As the Turkish capital, Constantinople, heavily depended on maritime supply, Russia's Vice-Admiral Dmitry Senyavin, in charge of ten ships of the line and a frigate, established a blockade of the Dardanelles on 6 March 1807. He maintained the blockade for two months, by the end of which period food riots broke out on the streets of Constantinople and Sultan Selim III was deposed. His successor, Mustafa IV, ordered his captains to break the blockade at any cost.
Pursuant to these orders, 8 ships of the line, 6 frigates and 55 smaller vessels under Kapudan Pasha Seyit-Ali (who had fought against Senyavin two decades earlier in the Battle of Caliacria) slipped out of the Straits and prepared to land in the island of Tenedos, which served as a base for the Russian squadron in the Aegean. Senyavin decided to forestall Seyit-Ali's plans and advanced against the Ottoman fleet. After several hours of fighting, the Russians appeared victorious and the Turks had to retreat to the Dardanelles. Senyavin pursued them into the Straits and attempted to destroy three badly damaged Ottoman ships of the line, but the heavy fire of the shore batteries and darkness compelled him to give up the pursuit. Although about 1,000 Turkish sailors were killed or wounded and no Russian ship was sunk, the battle appeared indecisive. Senyavin continued to blockade the Dardanelles before engaging the Turks in the Battle of Monte Sancto a month later.

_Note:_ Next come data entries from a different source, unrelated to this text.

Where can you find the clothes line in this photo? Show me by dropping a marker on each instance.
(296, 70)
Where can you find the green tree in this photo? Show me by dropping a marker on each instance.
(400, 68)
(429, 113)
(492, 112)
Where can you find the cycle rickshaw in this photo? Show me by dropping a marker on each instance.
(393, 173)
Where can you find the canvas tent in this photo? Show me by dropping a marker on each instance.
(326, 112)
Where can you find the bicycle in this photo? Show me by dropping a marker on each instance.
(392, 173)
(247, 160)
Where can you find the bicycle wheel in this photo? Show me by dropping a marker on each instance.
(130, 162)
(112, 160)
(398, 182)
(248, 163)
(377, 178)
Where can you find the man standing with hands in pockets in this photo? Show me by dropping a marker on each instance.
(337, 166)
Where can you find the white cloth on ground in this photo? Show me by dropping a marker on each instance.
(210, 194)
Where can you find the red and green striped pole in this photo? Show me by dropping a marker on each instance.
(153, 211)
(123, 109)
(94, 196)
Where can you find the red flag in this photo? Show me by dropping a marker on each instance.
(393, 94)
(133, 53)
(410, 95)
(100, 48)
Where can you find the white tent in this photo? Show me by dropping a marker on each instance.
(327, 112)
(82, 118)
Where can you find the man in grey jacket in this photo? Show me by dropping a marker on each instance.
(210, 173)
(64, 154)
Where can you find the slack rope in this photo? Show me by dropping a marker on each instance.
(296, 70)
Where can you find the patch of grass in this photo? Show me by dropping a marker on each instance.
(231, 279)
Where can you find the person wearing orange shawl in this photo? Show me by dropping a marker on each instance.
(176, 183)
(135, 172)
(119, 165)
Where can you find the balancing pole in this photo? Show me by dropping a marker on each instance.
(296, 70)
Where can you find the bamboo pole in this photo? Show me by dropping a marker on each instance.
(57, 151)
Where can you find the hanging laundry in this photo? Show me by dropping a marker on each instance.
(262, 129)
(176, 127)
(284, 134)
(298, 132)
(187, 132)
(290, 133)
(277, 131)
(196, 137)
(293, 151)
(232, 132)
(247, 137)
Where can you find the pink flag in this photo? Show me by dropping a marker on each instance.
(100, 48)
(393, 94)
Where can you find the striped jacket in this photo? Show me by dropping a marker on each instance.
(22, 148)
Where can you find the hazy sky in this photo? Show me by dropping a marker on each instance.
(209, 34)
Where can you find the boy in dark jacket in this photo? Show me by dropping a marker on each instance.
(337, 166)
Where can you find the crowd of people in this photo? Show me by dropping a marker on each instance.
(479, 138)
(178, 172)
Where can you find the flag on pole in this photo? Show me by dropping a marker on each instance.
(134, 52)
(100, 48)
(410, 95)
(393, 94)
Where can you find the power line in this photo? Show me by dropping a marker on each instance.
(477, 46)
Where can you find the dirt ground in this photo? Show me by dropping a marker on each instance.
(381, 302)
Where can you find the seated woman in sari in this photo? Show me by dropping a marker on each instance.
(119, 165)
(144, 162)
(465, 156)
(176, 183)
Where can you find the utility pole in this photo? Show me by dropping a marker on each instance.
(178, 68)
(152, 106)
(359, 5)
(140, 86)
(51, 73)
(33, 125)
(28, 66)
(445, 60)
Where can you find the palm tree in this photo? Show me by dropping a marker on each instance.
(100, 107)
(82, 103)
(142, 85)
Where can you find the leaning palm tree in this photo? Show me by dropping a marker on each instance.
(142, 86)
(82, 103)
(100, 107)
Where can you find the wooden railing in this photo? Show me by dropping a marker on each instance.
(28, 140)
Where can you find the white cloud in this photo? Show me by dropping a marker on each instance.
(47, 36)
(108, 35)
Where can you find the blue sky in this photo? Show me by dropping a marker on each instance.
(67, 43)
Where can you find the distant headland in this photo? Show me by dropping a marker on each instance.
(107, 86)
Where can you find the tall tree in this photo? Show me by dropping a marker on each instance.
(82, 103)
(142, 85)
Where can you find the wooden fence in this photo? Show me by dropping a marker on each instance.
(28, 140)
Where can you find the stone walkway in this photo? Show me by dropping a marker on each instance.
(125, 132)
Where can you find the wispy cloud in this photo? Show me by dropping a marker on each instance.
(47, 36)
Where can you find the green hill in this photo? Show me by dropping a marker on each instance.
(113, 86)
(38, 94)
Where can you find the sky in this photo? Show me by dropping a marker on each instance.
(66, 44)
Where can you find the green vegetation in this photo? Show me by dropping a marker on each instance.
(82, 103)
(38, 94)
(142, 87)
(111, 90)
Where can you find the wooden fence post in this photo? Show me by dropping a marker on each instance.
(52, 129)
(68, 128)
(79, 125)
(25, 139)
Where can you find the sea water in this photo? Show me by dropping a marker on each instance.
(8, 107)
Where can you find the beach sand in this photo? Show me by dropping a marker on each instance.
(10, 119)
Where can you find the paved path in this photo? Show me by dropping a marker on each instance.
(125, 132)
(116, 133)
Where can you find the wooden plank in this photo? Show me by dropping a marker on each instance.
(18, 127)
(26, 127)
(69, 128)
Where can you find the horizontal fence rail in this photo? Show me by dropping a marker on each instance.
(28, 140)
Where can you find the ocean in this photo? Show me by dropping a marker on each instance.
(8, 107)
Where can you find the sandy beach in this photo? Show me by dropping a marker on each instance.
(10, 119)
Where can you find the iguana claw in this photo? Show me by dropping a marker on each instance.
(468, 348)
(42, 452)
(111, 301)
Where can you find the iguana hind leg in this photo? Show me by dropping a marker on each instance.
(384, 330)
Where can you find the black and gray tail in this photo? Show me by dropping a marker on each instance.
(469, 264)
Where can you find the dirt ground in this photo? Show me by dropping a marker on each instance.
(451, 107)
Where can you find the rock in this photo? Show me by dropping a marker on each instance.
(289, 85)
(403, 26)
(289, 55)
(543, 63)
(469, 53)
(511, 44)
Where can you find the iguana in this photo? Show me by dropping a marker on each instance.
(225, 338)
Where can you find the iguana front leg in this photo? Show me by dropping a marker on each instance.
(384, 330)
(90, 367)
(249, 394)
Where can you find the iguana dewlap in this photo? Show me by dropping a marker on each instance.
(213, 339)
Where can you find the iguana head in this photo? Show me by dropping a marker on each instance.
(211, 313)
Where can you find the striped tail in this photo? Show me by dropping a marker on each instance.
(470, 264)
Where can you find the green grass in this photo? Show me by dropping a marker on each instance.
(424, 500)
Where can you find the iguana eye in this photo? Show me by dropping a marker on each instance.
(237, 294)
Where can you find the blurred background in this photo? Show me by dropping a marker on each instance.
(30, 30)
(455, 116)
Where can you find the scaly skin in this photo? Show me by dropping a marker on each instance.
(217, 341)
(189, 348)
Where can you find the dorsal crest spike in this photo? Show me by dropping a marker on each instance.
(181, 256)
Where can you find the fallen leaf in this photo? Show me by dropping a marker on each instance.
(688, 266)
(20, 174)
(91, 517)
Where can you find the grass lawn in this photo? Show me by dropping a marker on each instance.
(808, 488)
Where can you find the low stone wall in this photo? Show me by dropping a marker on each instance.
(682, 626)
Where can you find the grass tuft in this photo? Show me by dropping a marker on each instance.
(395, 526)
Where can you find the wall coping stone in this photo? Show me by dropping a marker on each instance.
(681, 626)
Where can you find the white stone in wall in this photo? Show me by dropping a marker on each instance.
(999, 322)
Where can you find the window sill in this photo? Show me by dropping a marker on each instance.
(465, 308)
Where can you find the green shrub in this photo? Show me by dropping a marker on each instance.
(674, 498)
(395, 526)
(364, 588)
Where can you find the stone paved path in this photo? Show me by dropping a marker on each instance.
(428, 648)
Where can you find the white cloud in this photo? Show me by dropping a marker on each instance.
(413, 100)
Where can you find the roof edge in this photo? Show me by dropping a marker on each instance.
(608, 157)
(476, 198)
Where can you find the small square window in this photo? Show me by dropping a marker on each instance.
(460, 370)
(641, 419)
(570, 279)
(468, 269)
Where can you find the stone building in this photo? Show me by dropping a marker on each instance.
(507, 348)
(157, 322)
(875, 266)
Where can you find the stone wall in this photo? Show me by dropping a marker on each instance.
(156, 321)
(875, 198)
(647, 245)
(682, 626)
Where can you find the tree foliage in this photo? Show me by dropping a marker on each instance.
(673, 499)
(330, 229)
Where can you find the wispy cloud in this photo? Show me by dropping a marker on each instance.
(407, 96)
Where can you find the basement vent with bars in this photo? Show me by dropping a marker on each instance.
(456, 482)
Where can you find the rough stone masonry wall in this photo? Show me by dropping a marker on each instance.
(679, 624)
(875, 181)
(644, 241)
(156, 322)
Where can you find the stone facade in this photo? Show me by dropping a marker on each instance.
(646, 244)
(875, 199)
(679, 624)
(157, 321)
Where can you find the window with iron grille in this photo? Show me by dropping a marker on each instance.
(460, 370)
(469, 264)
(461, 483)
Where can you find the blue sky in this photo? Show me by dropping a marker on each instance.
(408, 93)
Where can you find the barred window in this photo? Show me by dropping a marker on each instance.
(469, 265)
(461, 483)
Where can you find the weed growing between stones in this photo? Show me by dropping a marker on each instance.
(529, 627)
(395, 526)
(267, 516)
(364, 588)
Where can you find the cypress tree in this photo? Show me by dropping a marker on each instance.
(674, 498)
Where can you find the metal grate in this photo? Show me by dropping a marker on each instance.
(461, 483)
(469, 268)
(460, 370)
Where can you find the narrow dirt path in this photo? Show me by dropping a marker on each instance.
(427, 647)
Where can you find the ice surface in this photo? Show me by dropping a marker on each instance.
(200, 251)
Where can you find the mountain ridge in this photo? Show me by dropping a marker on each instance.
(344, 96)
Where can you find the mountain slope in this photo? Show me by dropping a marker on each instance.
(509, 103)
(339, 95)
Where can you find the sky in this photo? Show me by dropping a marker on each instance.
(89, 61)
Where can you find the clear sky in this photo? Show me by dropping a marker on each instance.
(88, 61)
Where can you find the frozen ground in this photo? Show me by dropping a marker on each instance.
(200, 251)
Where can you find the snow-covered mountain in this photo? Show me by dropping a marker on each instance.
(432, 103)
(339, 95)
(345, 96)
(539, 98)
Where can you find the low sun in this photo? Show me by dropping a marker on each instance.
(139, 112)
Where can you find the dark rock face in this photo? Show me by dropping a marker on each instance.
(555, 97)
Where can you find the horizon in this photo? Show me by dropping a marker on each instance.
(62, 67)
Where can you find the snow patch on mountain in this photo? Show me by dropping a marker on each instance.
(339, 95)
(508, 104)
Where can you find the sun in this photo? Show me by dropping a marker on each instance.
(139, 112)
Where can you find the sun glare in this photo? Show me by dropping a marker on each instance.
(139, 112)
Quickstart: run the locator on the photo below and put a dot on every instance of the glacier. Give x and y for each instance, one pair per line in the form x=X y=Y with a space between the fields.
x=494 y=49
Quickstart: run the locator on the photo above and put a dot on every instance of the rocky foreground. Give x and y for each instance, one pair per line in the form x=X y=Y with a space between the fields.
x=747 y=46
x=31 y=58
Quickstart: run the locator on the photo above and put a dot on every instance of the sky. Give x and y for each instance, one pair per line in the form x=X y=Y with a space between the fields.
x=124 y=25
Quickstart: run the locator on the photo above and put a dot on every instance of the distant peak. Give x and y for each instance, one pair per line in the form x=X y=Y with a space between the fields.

The book Naval wars in the Levant indicates that Senyavin allowed the Turks to attack Tenedos, while trying to approach from the southeast of this island to cut off their retreat to the Dardanelles, but was unable due to lack of wind, and the battle was a running battle, with the fleets ending up mixed together in the straits that night, eventually separating. Three Turkish ships of the line were left outside the straits, and these were attacked the next day, running aground just inside, but eventually were refloated, although they may not have been seaworthy.